Residue interaction networks. There are hundreds of interactions among all identified important residues. Here only the 22 interactions analyzed in the literatures are shown in Supplementary Table S11 (Kruse et al., 2013; Miao et al., 2014). Out of the 22 interactions, 20 are key interactions for activating M2 receptor and most of them are hydrogen-bond interactions between ligand and surrounding residues. The sensitivity and specificity of our approach in the M2 receptor analysis are 100.00 and 50.00%, respectively. This indicates that most key interactions involving the important residues can be identified by DIRN with high accuracy. The lower specificity here is consistent among all systems analyzed.

The residue interaction network analysis shows the important residues can be divided into left and right regions (Fig. 3). There is no connection between left and right regions in the network of the inactivated M2 while connections emerge in the networks of the activated states, including M2/IXO, M2.2CU and M2/IXO/2CU. In M2/IXO, there is only one bridge (Phe396–Tyr206) linking the two regions, so it is very crucial for signaling. This is consistent with the report that the Y206F mutant receptor cannot be activated by acetylcholine and has very weak functional response upon treatment with IXO (Kruse et al., 2013). In M2/2CU, there are two bridges found (Phe396–Tyr440 and Phe396–Cys439). In M2/IXO/2CU there are also two bridges (Phe396–Tyr440 and Phe396–Tyr206). Our analysis thus shows that M2/IXO/2CU and M2/2CU have very similar connections between the left to right regions. In summary for all activated systems, it is clear that Phe396 is very crucial for linking the left and right regions of the residue interaction network (Li and Chen, 2018).

Fig. 3.

Fig. 3.

Residue interaction networks formed by identified residues in GPCR M2 systems simulated. IXO and 2CU are activators for M2 which are shown as yellow spheres. Red-colored spheres represent the CA atoms of important residues. Sphere size represents the disjoint rate of the represented residue. (A) M2. (B) M2/IXO. (C) M2/2CU. (D) M2/IXO/2CU

3.2.3 GPCR κOR

Important residues responsible for GPCR κOR signal transduction. The overlapping residues of three sets of about 100 important residues are listed in Supplementary Table S13. Previous experiments studied 11 residues thought to be important in the activation of κOR (Supplementary Table S14) (Cheng et al., 2016). Out of the 11 residues analyzed, 9 were found to be important, and 7 residues were identified to be essential in both literatures and this study (Cheng et al., 2016). Supplementary Table S14 shows that our method achieves both high sensitivity (77.78%) and high specificity (100.00%) for this receptor. Worth pointing out are Asp138, Tyr139, Trp287, Ile294 and Glu297 that play important roles in both 6′-GNTI and κOR/5′-GNTI systems, although the former is active while the latter is inactive, this indicates these residues perform significant functions in different ways to transform the receptor status (Cheng et al., 2016). The distribution of identified residues in each segment is listed in Supplementary Table S15 and shown in Supplementary Figure S10.

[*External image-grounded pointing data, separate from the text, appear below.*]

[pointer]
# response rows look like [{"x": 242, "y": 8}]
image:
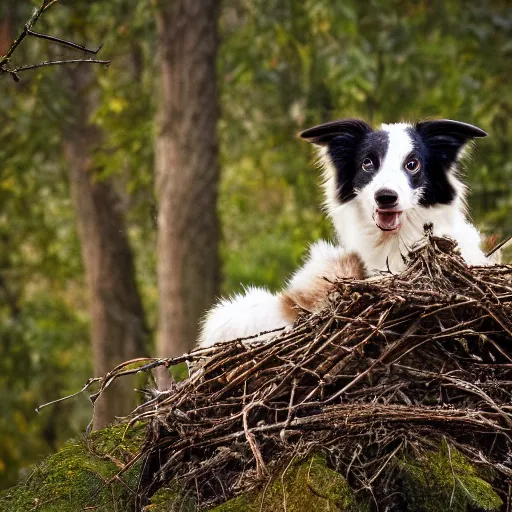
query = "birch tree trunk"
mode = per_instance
[{"x": 187, "y": 170}]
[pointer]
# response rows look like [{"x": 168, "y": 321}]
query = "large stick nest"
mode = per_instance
[{"x": 393, "y": 365}]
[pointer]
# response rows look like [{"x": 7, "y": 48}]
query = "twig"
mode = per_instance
[{"x": 28, "y": 32}]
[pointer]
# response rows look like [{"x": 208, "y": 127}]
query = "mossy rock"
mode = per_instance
[
  {"x": 303, "y": 487},
  {"x": 79, "y": 475},
  {"x": 445, "y": 480}
]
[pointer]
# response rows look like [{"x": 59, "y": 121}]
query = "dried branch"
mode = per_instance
[
  {"x": 394, "y": 366},
  {"x": 28, "y": 32}
]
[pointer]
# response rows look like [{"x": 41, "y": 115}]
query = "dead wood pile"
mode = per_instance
[{"x": 391, "y": 367}]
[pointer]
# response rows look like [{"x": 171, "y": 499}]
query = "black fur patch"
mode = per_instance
[
  {"x": 347, "y": 155},
  {"x": 438, "y": 144},
  {"x": 436, "y": 159}
]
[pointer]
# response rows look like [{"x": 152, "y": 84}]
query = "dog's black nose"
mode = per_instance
[{"x": 386, "y": 198}]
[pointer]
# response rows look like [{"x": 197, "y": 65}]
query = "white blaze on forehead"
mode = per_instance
[
  {"x": 400, "y": 145},
  {"x": 391, "y": 173}
]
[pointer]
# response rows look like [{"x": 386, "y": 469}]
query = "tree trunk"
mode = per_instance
[
  {"x": 118, "y": 326},
  {"x": 187, "y": 170}
]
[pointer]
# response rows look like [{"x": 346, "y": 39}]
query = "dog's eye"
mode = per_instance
[
  {"x": 367, "y": 165},
  {"x": 413, "y": 165}
]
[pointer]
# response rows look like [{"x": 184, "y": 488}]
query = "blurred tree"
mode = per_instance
[
  {"x": 186, "y": 170},
  {"x": 118, "y": 325}
]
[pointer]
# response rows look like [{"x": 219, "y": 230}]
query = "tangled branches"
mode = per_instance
[
  {"x": 29, "y": 32},
  {"x": 391, "y": 367}
]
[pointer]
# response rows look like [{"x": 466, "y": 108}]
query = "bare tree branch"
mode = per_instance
[{"x": 27, "y": 31}]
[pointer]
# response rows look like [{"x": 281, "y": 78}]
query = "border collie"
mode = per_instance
[{"x": 381, "y": 187}]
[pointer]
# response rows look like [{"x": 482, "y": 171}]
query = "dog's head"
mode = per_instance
[{"x": 392, "y": 170}]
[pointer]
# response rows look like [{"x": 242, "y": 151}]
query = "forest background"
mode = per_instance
[{"x": 88, "y": 132}]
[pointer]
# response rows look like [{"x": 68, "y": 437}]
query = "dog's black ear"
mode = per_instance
[
  {"x": 449, "y": 131},
  {"x": 324, "y": 133}
]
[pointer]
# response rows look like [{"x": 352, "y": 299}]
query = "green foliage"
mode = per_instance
[{"x": 444, "y": 480}]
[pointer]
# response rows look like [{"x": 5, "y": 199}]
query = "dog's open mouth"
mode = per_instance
[{"x": 387, "y": 220}]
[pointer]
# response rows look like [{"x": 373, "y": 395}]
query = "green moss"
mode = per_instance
[
  {"x": 79, "y": 476},
  {"x": 445, "y": 480},
  {"x": 171, "y": 500},
  {"x": 302, "y": 487}
]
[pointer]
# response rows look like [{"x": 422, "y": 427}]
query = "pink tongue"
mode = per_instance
[{"x": 388, "y": 221}]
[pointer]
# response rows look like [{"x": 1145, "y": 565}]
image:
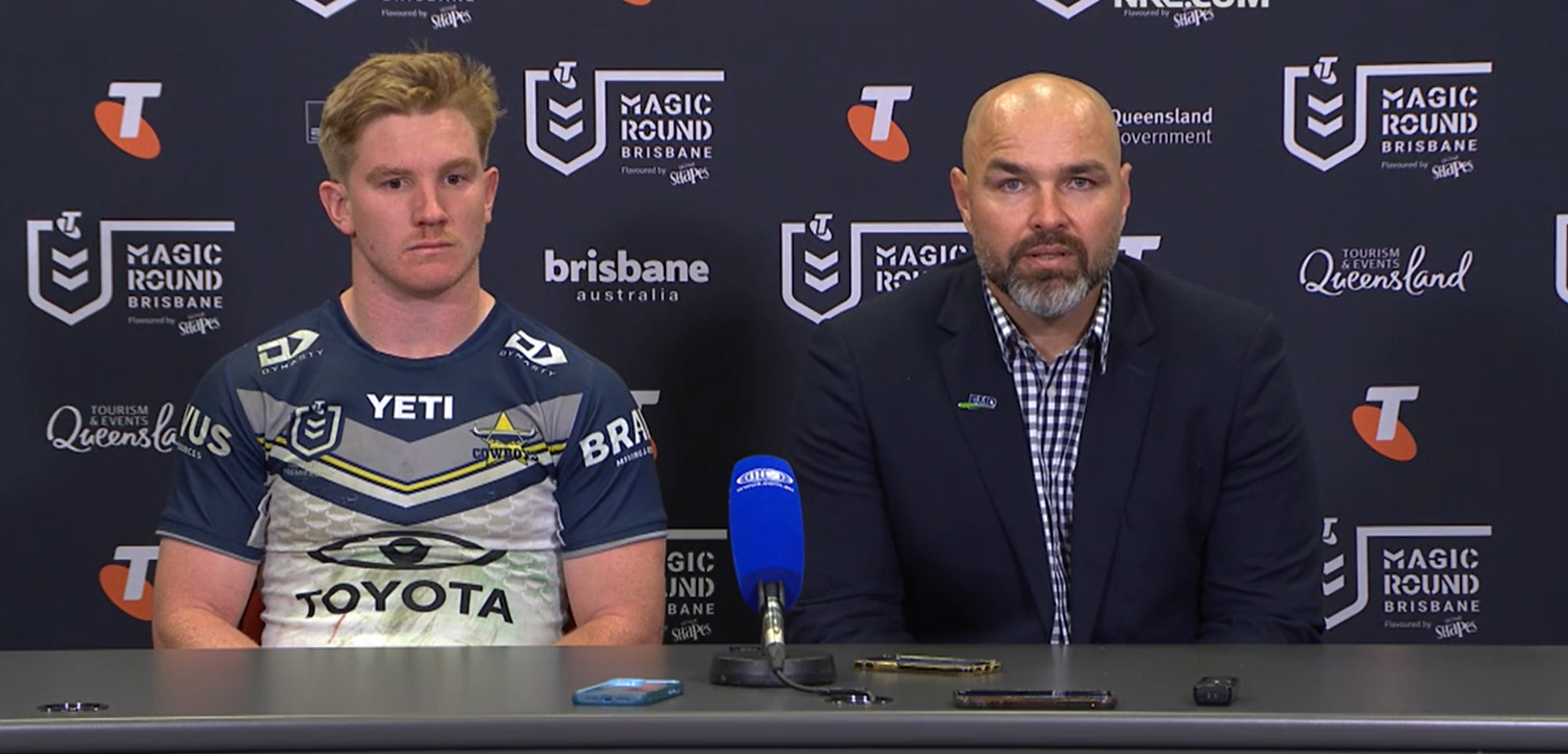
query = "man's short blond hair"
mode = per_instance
[{"x": 405, "y": 83}]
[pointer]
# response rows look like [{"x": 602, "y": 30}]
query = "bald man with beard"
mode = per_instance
[{"x": 1045, "y": 443}]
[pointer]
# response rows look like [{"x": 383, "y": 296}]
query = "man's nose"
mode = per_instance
[
  {"x": 427, "y": 206},
  {"x": 1046, "y": 212}
]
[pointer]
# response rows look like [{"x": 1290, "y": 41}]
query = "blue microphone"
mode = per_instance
[
  {"x": 767, "y": 536},
  {"x": 767, "y": 540}
]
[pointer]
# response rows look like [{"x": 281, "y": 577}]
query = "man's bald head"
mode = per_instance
[{"x": 1010, "y": 104}]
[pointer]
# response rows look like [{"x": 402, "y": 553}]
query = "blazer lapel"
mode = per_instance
[
  {"x": 972, "y": 367},
  {"x": 1118, "y": 408}
]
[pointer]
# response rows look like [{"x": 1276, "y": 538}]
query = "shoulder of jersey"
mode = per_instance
[
  {"x": 286, "y": 345},
  {"x": 543, "y": 350}
]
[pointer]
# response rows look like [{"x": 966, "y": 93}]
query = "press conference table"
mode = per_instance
[{"x": 1343, "y": 698}]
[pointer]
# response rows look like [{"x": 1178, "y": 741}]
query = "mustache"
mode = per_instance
[{"x": 1073, "y": 244}]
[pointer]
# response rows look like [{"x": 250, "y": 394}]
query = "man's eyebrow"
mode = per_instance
[
  {"x": 1085, "y": 168},
  {"x": 386, "y": 171},
  {"x": 462, "y": 162},
  {"x": 1007, "y": 166},
  {"x": 1090, "y": 168}
]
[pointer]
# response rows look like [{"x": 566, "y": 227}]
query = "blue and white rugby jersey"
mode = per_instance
[{"x": 411, "y": 500}]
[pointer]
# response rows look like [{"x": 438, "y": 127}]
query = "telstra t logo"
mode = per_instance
[
  {"x": 122, "y": 124},
  {"x": 1380, "y": 427},
  {"x": 873, "y": 126}
]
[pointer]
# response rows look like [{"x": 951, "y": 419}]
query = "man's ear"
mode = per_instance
[
  {"x": 334, "y": 199},
  {"x": 491, "y": 184},
  {"x": 1126, "y": 187},
  {"x": 960, "y": 186}
]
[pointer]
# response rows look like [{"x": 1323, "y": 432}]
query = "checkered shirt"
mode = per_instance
[{"x": 1054, "y": 397}]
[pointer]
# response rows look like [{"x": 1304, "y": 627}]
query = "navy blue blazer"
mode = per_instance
[{"x": 1195, "y": 509}]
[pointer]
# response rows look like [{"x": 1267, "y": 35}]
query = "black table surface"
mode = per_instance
[{"x": 1291, "y": 698}]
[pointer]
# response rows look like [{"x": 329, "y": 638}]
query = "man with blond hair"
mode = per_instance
[
  {"x": 413, "y": 461},
  {"x": 1046, "y": 444}
]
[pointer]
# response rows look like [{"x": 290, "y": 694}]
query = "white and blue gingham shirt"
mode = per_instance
[{"x": 1054, "y": 397}]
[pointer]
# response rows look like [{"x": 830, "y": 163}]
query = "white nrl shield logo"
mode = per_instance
[
  {"x": 317, "y": 428},
  {"x": 1324, "y": 118},
  {"x": 563, "y": 110},
  {"x": 1068, "y": 8},
  {"x": 71, "y": 270},
  {"x": 1335, "y": 566},
  {"x": 327, "y": 8},
  {"x": 817, "y": 279}
]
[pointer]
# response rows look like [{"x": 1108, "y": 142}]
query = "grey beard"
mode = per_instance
[{"x": 1048, "y": 299}]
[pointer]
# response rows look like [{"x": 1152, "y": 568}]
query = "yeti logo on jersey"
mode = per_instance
[
  {"x": 535, "y": 350},
  {"x": 317, "y": 428}
]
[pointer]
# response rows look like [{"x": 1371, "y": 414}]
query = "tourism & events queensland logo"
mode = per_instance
[
  {"x": 1372, "y": 268},
  {"x": 1181, "y": 13},
  {"x": 173, "y": 268},
  {"x": 111, "y": 425},
  {"x": 1429, "y": 577},
  {"x": 824, "y": 277},
  {"x": 662, "y": 121},
  {"x": 1429, "y": 115}
]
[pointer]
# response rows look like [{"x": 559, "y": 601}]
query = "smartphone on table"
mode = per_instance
[
  {"x": 927, "y": 664},
  {"x": 628, "y": 692},
  {"x": 1032, "y": 699}
]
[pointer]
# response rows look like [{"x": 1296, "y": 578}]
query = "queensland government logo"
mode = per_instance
[
  {"x": 663, "y": 120},
  {"x": 1429, "y": 577},
  {"x": 1176, "y": 126},
  {"x": 822, "y": 279},
  {"x": 173, "y": 267},
  {"x": 1429, "y": 113}
]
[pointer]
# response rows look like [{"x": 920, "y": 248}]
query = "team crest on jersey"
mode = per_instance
[{"x": 317, "y": 428}]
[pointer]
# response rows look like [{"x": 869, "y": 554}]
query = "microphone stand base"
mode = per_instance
[{"x": 749, "y": 666}]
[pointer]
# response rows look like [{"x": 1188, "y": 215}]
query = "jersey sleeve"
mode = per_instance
[
  {"x": 220, "y": 474},
  {"x": 607, "y": 487}
]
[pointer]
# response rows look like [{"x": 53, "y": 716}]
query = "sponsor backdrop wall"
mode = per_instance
[{"x": 690, "y": 186}]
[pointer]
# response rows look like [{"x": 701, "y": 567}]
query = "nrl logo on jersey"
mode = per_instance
[
  {"x": 663, "y": 116},
  {"x": 317, "y": 428},
  {"x": 1425, "y": 111}
]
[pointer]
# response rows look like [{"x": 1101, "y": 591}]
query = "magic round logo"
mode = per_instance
[
  {"x": 1425, "y": 118},
  {"x": 661, "y": 121}
]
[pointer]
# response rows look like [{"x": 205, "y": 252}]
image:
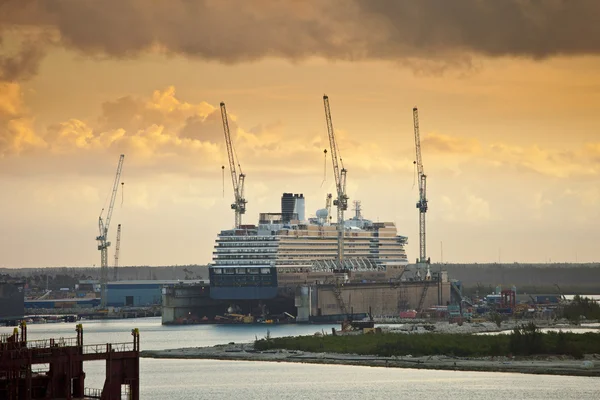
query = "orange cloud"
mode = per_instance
[
  {"x": 450, "y": 144},
  {"x": 16, "y": 131}
]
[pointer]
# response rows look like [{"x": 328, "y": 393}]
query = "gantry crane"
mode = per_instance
[
  {"x": 102, "y": 238},
  {"x": 422, "y": 261},
  {"x": 239, "y": 206},
  {"x": 117, "y": 248},
  {"x": 340, "y": 182}
]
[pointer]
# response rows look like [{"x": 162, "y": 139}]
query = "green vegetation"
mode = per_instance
[
  {"x": 523, "y": 341},
  {"x": 581, "y": 307}
]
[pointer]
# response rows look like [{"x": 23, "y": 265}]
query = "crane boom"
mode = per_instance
[
  {"x": 422, "y": 203},
  {"x": 340, "y": 182},
  {"x": 117, "y": 249},
  {"x": 239, "y": 205},
  {"x": 102, "y": 238}
]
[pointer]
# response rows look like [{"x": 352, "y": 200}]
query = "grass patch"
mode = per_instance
[{"x": 522, "y": 341}]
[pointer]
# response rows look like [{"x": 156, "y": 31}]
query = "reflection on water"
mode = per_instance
[{"x": 208, "y": 379}]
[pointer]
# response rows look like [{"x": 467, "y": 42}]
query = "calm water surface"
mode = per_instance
[{"x": 207, "y": 379}]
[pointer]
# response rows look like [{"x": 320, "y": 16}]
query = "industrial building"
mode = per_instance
[{"x": 12, "y": 298}]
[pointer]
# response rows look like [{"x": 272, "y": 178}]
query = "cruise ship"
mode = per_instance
[{"x": 259, "y": 266}]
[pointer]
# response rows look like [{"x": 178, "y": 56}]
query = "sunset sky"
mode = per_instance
[{"x": 508, "y": 95}]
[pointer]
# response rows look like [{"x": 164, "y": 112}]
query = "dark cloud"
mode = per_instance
[
  {"x": 528, "y": 28},
  {"x": 232, "y": 31}
]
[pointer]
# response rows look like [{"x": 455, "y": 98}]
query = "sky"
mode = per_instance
[{"x": 508, "y": 96}]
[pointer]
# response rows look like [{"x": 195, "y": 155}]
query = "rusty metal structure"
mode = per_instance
[{"x": 53, "y": 368}]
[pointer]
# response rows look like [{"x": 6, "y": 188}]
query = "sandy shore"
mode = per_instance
[{"x": 554, "y": 365}]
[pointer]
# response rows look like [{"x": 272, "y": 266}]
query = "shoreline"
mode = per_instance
[{"x": 549, "y": 365}]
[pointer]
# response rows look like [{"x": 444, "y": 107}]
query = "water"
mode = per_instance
[{"x": 208, "y": 379}]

Residue interaction networks. All interactions analyzed in the literature are shown in Supplementary Table S16 (Cheng et al., 2016). Out of the 18 interactions, 15 were found to be important for activating κOR receptor and there are mix of hydrogen-bond, salt-bridge and hydrophobic interactions. The sensitivity and specificity of our approach in the κOR receptor analysis are both very high, at 93.33 and 66.67%, respectively. The residue interaction networks are shown in Figure 4.

Fig. 4.

Fig. 4.

Residue interaction networks formed by important residues in GPCR κOR systems simulated. (A) κOR/5′-GNTI. (B) κOR/6′-GNTI. (C) κOR. 5′-GNTI acts as the inhibitor and 6′-GNTI acts as the activator, both shown as yellow spheres. Red-colored spheres represent CA atoms of important residues. Sphere size represents the disjoint rate of the represented residue

3.3 Comparison with other methods

In this study, we improved the protein network method by pre-selecting functionally important residues in the setup of the residue interaction network. Supplementary Figure S11 shows that there are many other residues (blue spheres) and edges involved in the networks by IN and DCN. Their network topologies are listed in Supplementary Table S18. The presence of these residues in the network is a non-trivial burden when identifying signaling pathways.

Our strategy in pre-selecting important residues with the MD-based approach clearly improves the sensitivity of the method. Supplementary Table S19 shows that DIRN has the highest sensitivity in identifying both important residues and important interactions among the three methods compared.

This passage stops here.